In order to live in this three-dimensional world, our mind has created a construction called “me”. Through this “I”, we get to know each other and relate to others.
We tend to believe that this “I” exists, that it is actually our essence. However, from Buddhism, they give us an alternative idea … that the “I” is just a projection of the mind and that without it it would not exist.
“I” = Projection of the mind
We tend to think that this “I” that we are, our identity, personality and way of seeing life, exists beyond the mind. Yet Buddhists tell us that this is not the case.
This character that you have built all your life, it is not independent of the mind, in fact it is a projection of it.
From Buddhism it is said that the “I” is mentally constructed and is void of inherent existence, that is, it depends on our mind to exist. The good news is that we can modify our mind and that is why our “I” changes continuously (Zopa Rinpoche, L., 2019).
We are afraid of change, especially when a deep internal change occurs in us, because we feel that we are disappearing, that we are becoming diluted. And that makes us have a lot afraid, because if we stop being who we are … then who will we be?

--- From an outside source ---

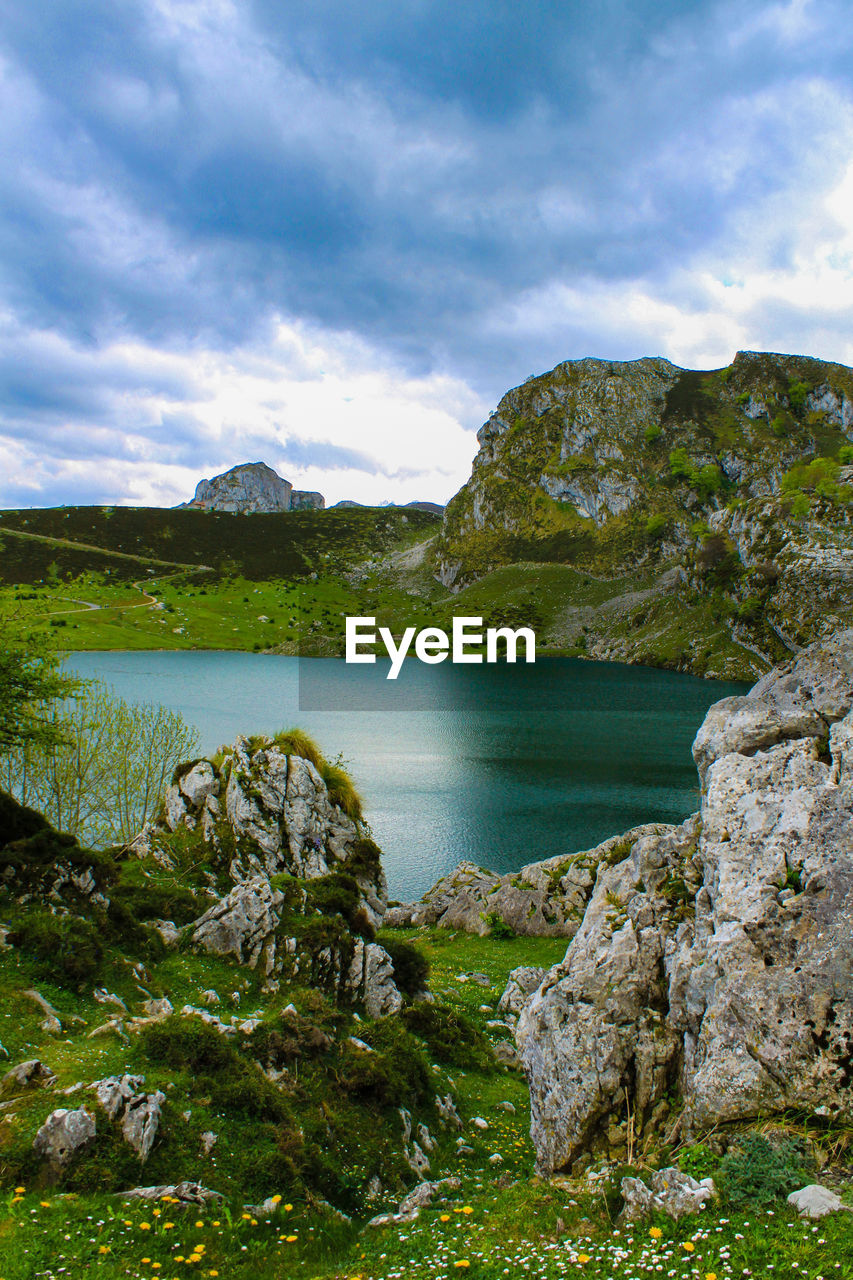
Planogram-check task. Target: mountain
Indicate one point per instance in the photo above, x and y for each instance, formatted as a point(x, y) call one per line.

I think that in the West we have an unhealthy relationship with change. We see in him our enemy instead of something natural. Because change is natural, it is everywhere and it is good, because that way we can let go of pain, suffering, anxiety, stress and depression.
In reality change fills us with hope
And profound change not only modifies our emotions, it also changes our personality, our way of seeing life. That is to say, our “I” changes.
Sometimes we cling so much to the person we were that we lose ourselves and suffer deeply. And what makes us suffer it is not the change itself, but our desire to remain static, of resisting an evolution that is natural in us.
Surely it has happened to you at some time, that you have changed internally … perhaps consciously or perhaps it has been life that has shaped you. The fact is that the change has occurred, but there are people who continue to treat you as the person you were and that fills you with anger, because they do not see in you what you know about yourself.
When this occurs, you must maintain patience. Give the other person time to update their idea of you and in the meantime, behave like the person you are now.
On the way, also update the concept you have of yourself, because perhaps others do not see your current “I” because you resist showing it or living from it.
The relationship with your “I”
Buddha said that the only way to find our happiness is to abandon that “I” that is unhappy, because when we renounce it, only serenity and pure consciousness remain within us. Our happiness and the end of suffering depend on our abandoning ourselves to the present, that we put aside excessive planning that only brings concern, thus freeing ourselves from suffering (Khema, A., 2013).
Jose Javier García Campayo, says that each human being develops a concrete relationship with his “I”, although it can vary between two extremes (García Campayo, J., 2020):
Complete identification with the “I or ego” that lives in the mind and body, as well as with the social roles that each one plays in this life.Recognize that the “I or ego” is insubstantial and impermanent (constantly changing). In this case, we identify with a non-personal consciousness, not limited to the current body and mind. This idea of ”I” usually arises when we raise our level of consciousness and develop our spirituality.
See which extreme you approach the most and decide if you want to continue there or if you want to advance.
On some occasions, the character that I have created in this life, prevents me from seeing things from a broader perspective. That is why it is very useful for me to temporarily step out of my “suit of me” to remember that I am not always right and that I see things as I am, not as they really are.
Sometimes it is necessary to distance ourselves from the “I” to see more clearly and so that our rational mind allows us space and have a broader perspective about life and ourselves.
If you want to develop a new “you”, I can help you. You can click here and tell me what you want to change.
The next time you cling to an idea or thought … remember that everything changes, even you
García Campayo, J. (2020). Emptiness and non-duality. Meditations to deconstruct the “I”. Barcelona editorial Kairós.
Khema, A. (2013). Who is my I? The original teachings of the Buddha on consciousness. Barcelona, Editorial Kairós.
Zopa Rinpoche, L. (2019). The Four Noble Truths. A guide to everyday life. Barcelona, Kairós publishing house.